Dolby Voice: A Spatially Inclusive Conferencing Choice

Submitted by BDTI on Wed, 09/18/2013 - 22:02

Our team at BDTI includes people based in California, Colorado, Illinois, and Rhode Island. And our customers are all over the world. So, we all spend a lot of time in conference calls...often-frustrating conference calls.

Any of you in a similar situation will immediately know what I'm talking about. Conventional conferencing systems blend together mono narrowband signals coming from the various callers (with cellular voice being the most egregious sonic choice), outputting a mixed mono narrowband signal back to each participant. Background noise isn't appreciably suppressed, leading to abundant use of the "mute" switch (and plenty of subsequent "sorry, I was on mute and therefore talking to myself" comments and repeats). Clumsy, artificial communication styles are employed in an attempt to "take turns" and preclude "talking over each other." When multiple participants are talking at once, at best only the words of the loudest two or three (and usually only those of the loudest one) end up getting transmitted to the others. And even the sounds of those few most strident speakers tend to blend together, because unlike in real life, volume and tone are the only differentiators (Figure 1).

Figure 1. Folks aren't very happy with conventional conference call systems, judging from the results of a Dolby-sponsored survey.

Enter Dolby Labs. Senior Product Marketing Manager Jeff Smith uses a cocktail party analogy to explain what's missing. How is it that our ears and brains can more-or-less "tune in" to the voice of just one person, when plenty of others are also speaking around him or her, as well as around the listener? Locality is the key, according to Smith, and it's also the pivotal piece missing from conventional audio conferencing systems. Even if multiple people at a cocktail party are all speaking at the same time and at roughly the same volume, they're occupying unique locations in the 3-D space around each of us.
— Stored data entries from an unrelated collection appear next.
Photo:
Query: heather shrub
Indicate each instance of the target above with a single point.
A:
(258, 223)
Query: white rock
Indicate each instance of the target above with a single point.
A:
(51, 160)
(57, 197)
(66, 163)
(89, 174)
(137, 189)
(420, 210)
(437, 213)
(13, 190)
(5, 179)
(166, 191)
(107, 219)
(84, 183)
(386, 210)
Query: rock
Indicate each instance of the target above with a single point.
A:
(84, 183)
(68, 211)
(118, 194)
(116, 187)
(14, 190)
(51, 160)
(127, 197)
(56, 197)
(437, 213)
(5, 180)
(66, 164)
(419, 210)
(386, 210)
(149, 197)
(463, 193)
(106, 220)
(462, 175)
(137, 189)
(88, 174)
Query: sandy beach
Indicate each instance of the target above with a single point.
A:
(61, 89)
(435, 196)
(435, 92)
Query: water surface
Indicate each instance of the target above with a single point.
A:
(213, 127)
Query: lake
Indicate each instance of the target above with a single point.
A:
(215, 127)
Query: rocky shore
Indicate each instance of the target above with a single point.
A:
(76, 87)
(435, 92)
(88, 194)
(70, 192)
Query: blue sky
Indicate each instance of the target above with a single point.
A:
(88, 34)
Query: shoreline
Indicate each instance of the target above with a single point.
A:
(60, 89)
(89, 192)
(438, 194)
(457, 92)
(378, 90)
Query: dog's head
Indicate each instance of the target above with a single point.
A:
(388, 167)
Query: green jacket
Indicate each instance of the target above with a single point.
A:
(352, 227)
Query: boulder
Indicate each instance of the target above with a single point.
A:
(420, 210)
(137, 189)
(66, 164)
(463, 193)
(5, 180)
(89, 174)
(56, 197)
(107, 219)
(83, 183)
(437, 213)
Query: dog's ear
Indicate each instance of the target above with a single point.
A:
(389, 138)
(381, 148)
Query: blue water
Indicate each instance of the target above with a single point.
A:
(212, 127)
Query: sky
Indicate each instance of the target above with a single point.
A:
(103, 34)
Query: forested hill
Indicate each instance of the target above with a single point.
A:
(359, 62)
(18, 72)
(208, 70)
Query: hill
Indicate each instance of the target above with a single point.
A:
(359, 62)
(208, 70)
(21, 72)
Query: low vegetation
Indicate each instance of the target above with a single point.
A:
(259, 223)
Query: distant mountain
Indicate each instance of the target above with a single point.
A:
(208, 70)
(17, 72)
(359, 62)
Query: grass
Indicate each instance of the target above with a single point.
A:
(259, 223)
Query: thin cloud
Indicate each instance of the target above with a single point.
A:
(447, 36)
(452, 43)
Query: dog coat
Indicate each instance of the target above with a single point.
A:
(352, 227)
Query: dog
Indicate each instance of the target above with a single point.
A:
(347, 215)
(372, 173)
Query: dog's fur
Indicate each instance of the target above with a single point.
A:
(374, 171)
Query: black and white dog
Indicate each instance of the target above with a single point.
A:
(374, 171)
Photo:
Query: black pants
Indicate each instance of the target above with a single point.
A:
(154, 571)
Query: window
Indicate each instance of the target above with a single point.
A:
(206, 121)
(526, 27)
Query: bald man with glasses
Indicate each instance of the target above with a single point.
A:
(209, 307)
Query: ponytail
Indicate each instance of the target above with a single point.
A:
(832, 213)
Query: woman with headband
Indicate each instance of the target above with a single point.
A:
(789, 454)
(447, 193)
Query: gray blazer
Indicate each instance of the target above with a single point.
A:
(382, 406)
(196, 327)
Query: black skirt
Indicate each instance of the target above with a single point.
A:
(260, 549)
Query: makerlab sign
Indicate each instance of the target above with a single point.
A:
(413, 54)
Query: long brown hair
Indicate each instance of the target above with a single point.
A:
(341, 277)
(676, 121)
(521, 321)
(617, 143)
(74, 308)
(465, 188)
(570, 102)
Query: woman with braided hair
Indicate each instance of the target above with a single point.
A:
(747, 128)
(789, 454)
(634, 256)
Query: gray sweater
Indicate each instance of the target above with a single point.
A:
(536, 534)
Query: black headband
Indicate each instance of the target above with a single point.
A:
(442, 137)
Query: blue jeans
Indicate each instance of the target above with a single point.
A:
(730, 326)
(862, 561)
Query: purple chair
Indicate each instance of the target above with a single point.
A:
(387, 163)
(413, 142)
As a result, we're able to focus our attention on just one (or several, if we're particularly adept) of them.

Dolby Labs, as many of you know, has extensive expertise in "placing" sounds within a virtual 3-D sound field generated by a set of headphones or pair of speakers, using amplitude, phase, and frequency shifts and other techniques derived from an understanding of how our ears and brains ("really strong signal processors," in Smith's words) discern audio source location. The company has adapted these same techniques for use with its Dolby Voice conference call technology, which lead partner British Telecom (BT) is in the process of productizing on a worldwide basis. BT's MeetMe works with any number of conference clients, conventional and Dolby Voice-cognizant (Figure 2).

Figure 2. British Telecom, the initial Dolby Voice implementer, is in the process of stitching together multi-O/S soft clients, server-side coordination software, and a planned dedicated-function and Dolby-branded conference room device.

Each sound source's incoming bitstream is augmented at the conventional Linux server nexus (using another set of Dolby-developed software) with metadata indicating an assigned location in 3-D space. Simplistically, for a five-participant conference call situation, the following assignments might be encountered (for very high participant counts, some degree of location "mixing" inevitably occurs, to minimize the amount of per-client downstream bandwidth generated):

  • Right rear
  • Right front
  • Center
  • Left front
  • Left rear

Participants using conventional devices will hear only a traditional mono mixed presentation of the conference call. In contrast, participants running the Windows, Mac OS, Android or iOS MeetMe soft client, or using the upcoming Dolby-branded conference-calling device, receive not only each caller's audio but also corresponding per-caller location metadata. Dolby Voice-enabled participants will therefore benefit from location-derived speaker discernment. In either case, however, background noise suppression and other audio enhancements will produce a conference call experience that Smith claims is superior not only to conventional narrowband but also to more modern wideband (i.e., "HD Voice") approaches (Figure 3).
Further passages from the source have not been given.